Task A: Investigating Natural Increase in Australia's population
In this task, you are required to visualise the relationship between the births, deaths, total
fertility rate (TFR), net overseas migration (Births) and net interstate migration (NIM) for the
different Australian states/territories, and gain insights on how these relations and trends
change over time. The data files used in this task were originally downloaded from Australian
Bureau of Statistics. We have extracted the data from the original files and transformed them
into a simpler format. Please download the data from Moodle:
● Births.csv - This file contains yearly data regarding the recorded number of births by
Australian state/territory of registration between 1977 and 2016.
● Deaths.csv -This file contains yearly data regarding the recorded number of deaths by
Australian state/territory of registration between 1977 and 2016.
● TFR.csv - This file contains yearly data on the recorded average number of births per
woman over her lifetime by each state/territory between 1971 and 2016.
● NOM.csv - This data file contains yearly data on the net gain or loss of population
through immigration (migrant arrivals) to Australia and emigration (migrant
departures) from Australia, for the period between 1977 and 2016.
● NIM.csv - This data file contains yearly data on the net gain or loss of population
through the movement of people from one state or territory to another, for the period
between 1977 and 2016.
A1. Investigating the Births, Deaths and TFR Data
1. Plot the number of births recorded in each state/territory for different Australian states
over different years.
a. Describe the trend in number of births for Queensland and Tasmania for the
period 1977 to 2016?
b. Draw a bar chart to show the number of births in each Australian state in 2016.
2. Inspect the data on Total Fertility Rate (TFR.csv) for Queensland and Northern
Territory.
a. What was the minimum value for TFR recorded in the dataset for Queensland
and when did that occur?
b. What was the corresponding TFR value for Northern Territory in the same year?
3. Next, plot the natural growth in Australia's population over different years. For this,
you will need to aggregate the total births and deaths by year. (HINT: Natural growth
in a population is the difference between the total numbers of births and deaths in a
population. For instance, Natural Growth of Australia’s Population = Total Births in
Australia - Total Deaths in Australia). Describe the trend in natural growth in Australian
population over time.

Page 3 of 5

A2. Investigating the Migration Data (NOM and NIM)
1. Let’s look at the Net Overseas Migration (NOM) data in different states over time.
a. Use R to plot the NOM to Victoria, Tasmania and Western Australia over time.
Explain and compare the trend in all three states (VIC, TAS and WA).
b. Plot the Net Overseas Migration (NOM) to Australia over time. Do you find
the trend strange? Explain the reason to your answer (Hint: You might go online
to find contributing factors to this trend).
2. Now let's look at the relationship between Net Overseas Migration (NOM) and Net
Interstate Migration (NIM).
a. Use R to combine the data from the different files into a single table. The
resulting table should contain the NOM and NIM values for each of the states
for a given year. What are the first year and last year for the combined data?
b. Now that you have the data combined, we can see whether there is a
relationship between NOM and NIM. Plot the values against each other using
a scatter plot. Can you see any relationship between NOM and NIM?
c. Try selecting and plotting the data for Victoria only using scatter plot. Can you
see a relationship now? If so, explain the relationship.
d. Finally, plot the Net Interstate Migration (NIM) for Queensland and New South
Wales over different years. Note graphs for both QLD and NSW should be on
the same plot. Compare these two states on the plot. What can you infer from
the trend you see for these two states? Discuss your findings.
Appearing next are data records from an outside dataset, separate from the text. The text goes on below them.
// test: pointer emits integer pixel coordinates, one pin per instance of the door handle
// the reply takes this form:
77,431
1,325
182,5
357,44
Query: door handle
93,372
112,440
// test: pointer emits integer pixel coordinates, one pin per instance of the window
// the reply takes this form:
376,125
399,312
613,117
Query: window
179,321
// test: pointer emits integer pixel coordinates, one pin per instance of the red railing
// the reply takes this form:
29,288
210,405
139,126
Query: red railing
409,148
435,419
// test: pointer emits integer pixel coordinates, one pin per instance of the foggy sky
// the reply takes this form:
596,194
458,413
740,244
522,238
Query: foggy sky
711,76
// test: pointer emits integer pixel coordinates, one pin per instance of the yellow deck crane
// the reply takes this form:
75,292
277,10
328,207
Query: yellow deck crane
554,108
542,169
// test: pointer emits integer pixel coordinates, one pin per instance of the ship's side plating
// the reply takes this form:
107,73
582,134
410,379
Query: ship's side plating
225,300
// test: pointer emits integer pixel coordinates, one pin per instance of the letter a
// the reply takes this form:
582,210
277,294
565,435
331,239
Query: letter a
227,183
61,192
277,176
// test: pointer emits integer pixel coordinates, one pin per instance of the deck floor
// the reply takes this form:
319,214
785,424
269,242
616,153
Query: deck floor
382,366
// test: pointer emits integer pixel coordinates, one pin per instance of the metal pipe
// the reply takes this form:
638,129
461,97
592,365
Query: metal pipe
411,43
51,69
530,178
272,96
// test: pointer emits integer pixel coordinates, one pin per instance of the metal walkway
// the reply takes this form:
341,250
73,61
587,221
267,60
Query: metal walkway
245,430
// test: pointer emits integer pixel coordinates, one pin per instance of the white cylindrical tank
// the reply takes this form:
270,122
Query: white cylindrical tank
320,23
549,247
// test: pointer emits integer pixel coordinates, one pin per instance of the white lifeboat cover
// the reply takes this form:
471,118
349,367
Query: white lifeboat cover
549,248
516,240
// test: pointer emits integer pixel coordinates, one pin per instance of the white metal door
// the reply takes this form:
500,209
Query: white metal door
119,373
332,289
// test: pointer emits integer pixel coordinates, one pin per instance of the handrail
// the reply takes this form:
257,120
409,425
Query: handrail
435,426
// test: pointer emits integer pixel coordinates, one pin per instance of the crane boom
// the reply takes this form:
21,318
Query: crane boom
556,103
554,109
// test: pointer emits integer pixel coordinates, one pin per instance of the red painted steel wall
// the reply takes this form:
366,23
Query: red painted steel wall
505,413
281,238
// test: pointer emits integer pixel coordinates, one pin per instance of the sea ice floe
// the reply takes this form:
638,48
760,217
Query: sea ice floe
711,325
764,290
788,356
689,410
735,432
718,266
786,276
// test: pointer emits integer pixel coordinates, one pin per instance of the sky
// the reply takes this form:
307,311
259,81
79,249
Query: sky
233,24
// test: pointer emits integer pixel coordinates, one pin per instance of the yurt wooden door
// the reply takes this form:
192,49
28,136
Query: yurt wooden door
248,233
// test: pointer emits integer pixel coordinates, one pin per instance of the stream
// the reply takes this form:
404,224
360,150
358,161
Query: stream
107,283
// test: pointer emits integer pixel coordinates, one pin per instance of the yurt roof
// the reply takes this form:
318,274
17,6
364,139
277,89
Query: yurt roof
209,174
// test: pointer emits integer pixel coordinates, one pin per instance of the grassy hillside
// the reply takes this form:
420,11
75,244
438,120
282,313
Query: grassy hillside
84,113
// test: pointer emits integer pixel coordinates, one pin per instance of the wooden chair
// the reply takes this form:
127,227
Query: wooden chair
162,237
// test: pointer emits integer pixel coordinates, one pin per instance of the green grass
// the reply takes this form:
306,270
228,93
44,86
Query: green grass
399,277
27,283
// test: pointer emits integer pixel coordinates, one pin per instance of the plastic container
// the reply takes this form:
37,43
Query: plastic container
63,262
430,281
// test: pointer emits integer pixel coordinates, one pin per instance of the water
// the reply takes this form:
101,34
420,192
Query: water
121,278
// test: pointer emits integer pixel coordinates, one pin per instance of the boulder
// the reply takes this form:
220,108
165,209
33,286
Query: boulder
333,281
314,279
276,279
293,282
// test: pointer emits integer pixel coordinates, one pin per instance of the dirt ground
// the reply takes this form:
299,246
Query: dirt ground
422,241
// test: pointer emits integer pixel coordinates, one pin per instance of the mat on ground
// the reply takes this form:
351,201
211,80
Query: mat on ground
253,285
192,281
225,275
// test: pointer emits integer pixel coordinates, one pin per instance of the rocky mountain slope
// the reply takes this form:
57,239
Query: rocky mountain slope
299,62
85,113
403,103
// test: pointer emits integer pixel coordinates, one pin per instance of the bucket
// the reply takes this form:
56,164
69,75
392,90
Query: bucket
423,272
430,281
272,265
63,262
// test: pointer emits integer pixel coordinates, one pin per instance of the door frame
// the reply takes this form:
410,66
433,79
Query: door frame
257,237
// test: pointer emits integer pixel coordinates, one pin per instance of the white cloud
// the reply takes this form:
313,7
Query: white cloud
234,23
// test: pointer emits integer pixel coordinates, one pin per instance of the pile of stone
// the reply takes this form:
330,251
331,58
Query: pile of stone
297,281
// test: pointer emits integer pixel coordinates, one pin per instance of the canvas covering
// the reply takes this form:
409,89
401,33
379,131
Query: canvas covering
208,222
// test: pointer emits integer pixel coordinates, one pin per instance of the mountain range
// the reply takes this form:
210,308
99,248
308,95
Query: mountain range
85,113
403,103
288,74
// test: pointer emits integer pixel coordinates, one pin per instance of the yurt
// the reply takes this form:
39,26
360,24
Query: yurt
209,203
Task B: Exploratory Analysis of Tweets about Bushfires in Australia

In this task, you are presented with some pre-processed tweets about bushfires in Australia.
Please download the data from Moodle:
● twitter_data.csv
Please refer to Table 1 if you want to know the meaning of each feature/column. For example,
nFollows shows the number of followers that a Twitter user has. A Twitter user who has more
than a thousand followers can be considered as a popular user. It should be noted that NOT
every tweet in the dataset is relevant to the bushfires in Australia, as represented by the value
in the last column (1 denotes relevant and 0 irrelevant tweet).

Page 4 of 5

Table 1: Description of Columns in the Data File

You are required to investigate the features of the twitter dataset. Please clearly label and
explain your R code used to answer each question.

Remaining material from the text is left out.